AC: For us? No, because we have been a globally distributed, remote-first, diverse group of people who have always lived and worked remotely around the globe. That being said, for other people and for the vast majority of companies out there I don't think that the transition to home necessarily changes the security. All the security problems are the same, but they're probably just amplified.
For example, what information are people storing on their laptop? Not being in a secured office environment it's important to know what people are taking outside of the company in terms of what information they have stored locally versus what's in the cloud. Is their remote access into company systems secured, and are all logins secured by multi-factor authentication?

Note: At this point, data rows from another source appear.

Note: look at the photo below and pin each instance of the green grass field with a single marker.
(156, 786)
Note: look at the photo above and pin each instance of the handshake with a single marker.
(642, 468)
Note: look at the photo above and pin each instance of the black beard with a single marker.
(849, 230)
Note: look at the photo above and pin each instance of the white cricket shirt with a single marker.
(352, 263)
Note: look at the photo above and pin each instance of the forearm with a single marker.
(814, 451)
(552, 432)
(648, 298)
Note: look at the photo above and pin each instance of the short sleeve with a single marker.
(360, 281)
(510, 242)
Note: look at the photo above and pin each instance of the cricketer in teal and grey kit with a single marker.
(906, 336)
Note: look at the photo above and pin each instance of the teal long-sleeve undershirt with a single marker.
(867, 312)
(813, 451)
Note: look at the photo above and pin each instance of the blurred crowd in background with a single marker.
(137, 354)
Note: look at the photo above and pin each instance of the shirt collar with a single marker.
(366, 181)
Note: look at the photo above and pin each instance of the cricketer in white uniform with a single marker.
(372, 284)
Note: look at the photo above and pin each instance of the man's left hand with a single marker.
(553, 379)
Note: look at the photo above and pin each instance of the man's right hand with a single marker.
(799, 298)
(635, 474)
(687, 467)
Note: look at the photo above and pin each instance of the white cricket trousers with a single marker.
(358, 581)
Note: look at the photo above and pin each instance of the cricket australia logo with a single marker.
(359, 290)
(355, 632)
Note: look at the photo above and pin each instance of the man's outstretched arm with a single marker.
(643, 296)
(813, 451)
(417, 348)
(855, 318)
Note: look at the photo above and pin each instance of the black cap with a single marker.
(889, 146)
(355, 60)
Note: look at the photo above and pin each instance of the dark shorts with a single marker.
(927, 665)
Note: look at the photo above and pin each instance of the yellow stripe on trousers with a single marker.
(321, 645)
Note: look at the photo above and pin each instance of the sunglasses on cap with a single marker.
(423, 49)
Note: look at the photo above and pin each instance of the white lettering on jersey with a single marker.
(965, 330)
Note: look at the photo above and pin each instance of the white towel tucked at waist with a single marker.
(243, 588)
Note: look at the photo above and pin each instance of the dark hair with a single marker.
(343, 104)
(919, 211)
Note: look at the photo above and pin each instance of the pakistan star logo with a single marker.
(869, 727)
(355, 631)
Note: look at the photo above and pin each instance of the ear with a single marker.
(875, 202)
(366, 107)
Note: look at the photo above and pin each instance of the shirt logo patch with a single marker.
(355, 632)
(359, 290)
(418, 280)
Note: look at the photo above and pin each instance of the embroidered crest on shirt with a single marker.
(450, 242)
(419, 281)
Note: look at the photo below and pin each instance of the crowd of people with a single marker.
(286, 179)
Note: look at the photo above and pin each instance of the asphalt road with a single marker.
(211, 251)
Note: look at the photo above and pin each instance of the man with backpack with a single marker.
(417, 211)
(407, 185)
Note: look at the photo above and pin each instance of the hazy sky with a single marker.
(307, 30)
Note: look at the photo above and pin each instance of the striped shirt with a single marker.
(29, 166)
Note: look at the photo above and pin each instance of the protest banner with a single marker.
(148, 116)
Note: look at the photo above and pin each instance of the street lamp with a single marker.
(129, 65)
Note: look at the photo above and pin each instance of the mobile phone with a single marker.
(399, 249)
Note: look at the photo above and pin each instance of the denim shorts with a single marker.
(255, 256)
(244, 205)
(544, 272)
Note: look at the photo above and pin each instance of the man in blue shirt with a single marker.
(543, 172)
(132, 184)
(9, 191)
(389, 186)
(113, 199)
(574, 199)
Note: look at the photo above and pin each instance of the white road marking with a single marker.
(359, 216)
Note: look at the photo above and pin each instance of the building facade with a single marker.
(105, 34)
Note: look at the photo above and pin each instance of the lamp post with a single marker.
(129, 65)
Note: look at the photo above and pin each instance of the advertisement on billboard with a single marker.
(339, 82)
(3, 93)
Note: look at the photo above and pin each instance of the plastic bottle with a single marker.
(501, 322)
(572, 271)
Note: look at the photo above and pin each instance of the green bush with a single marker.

That's one of the reasons why VPN has always been so popular ... everything wasn't necessarily multi-factor or encrypted. So if you have those two things, VPN sort of becomes this tertiary thing. If you are protecting information in the first place, you're protecting passwords, and if data going to and from applications is encrypted – while you don't really need a VPN layer on top of that to keep it encrypted as well, it doesn't hurt. It's just not as necessary.
Then probably the third security challenge would be physical access. For employees who are used to coming into an office and only having a desktop located at that location, do they know how to physically secure a laptop? Do they know that they should always log out when they walk away or put it on screensaver? Do they know that they should not leave it in their car in case their laptop is stolen?
If you use your phone for multi-factor authentication, you have to make sure that your phone is password protected, that it's always in your possession and that you're not leaving that in your car to get stolen. Or, leaving it on a table at the coffee shop – physical access has and will always be a huge vector of attack.
WiC: That's probably something we don't think about enough – the physical aspect of security where you leave your laptop in your car while you're at the gym or something like that, which I guess can't happen right now since gyms are closed...
AC: Thankfully, nobody can go to a coffee shop or gym.
It is one of those funny things because we tend to not think about physical access compromising something, but I've seen people who it would be shocking if you knew who it was to see them walk away from laptops without passwords securing it. Even if you're around a trusted group of people, how do you know that someone untrusted won't enter that scene?
WiC: I always love when someone at the airport asks me to watch their stuff for them. You don't know me from Adam.
AC: Unrelated, where's the closest pawn shop?
WiC: Ha! That's great. Also, in the vein of security, do you have any advice for the types of technical skills or soft skills that women should develop to be successful in this part of the industry?
AC: Security at any service provider, including a network-as-a-service provider is a jack-of-all-trades sort of position. The people who I've met that are good at security tend to know a little bit about a lot. They have skills in networking, they understand how networks function, how network protocols work, how the Internet functions, and have programming experience – they usually know a couple languages. They can alter and play around with open source programs as well as completely create their own scripts from scratch, if needed.
Third is actually knowing something about security. What's the philosophy behind security, and do you understand social engineering? Do you understand how poor programming can be exploited to give you access to things? It's not just security in isolation, all these skills are additive for security.
WiC: Any other professional advice for women in the industry?
AC: Never be afraid to take on new challenges. If you really want to step into a leadership role, the best way to step in there is to demonstrate it right. So take responsibility for things, delegate and really make sure that you know that your promises are fulfilled. Basically, deliver when you say you're going to deliver and showing those things is a lot more effective than talking about them or saying that you can do them. If you take the initiative and do it, chances are people will notice.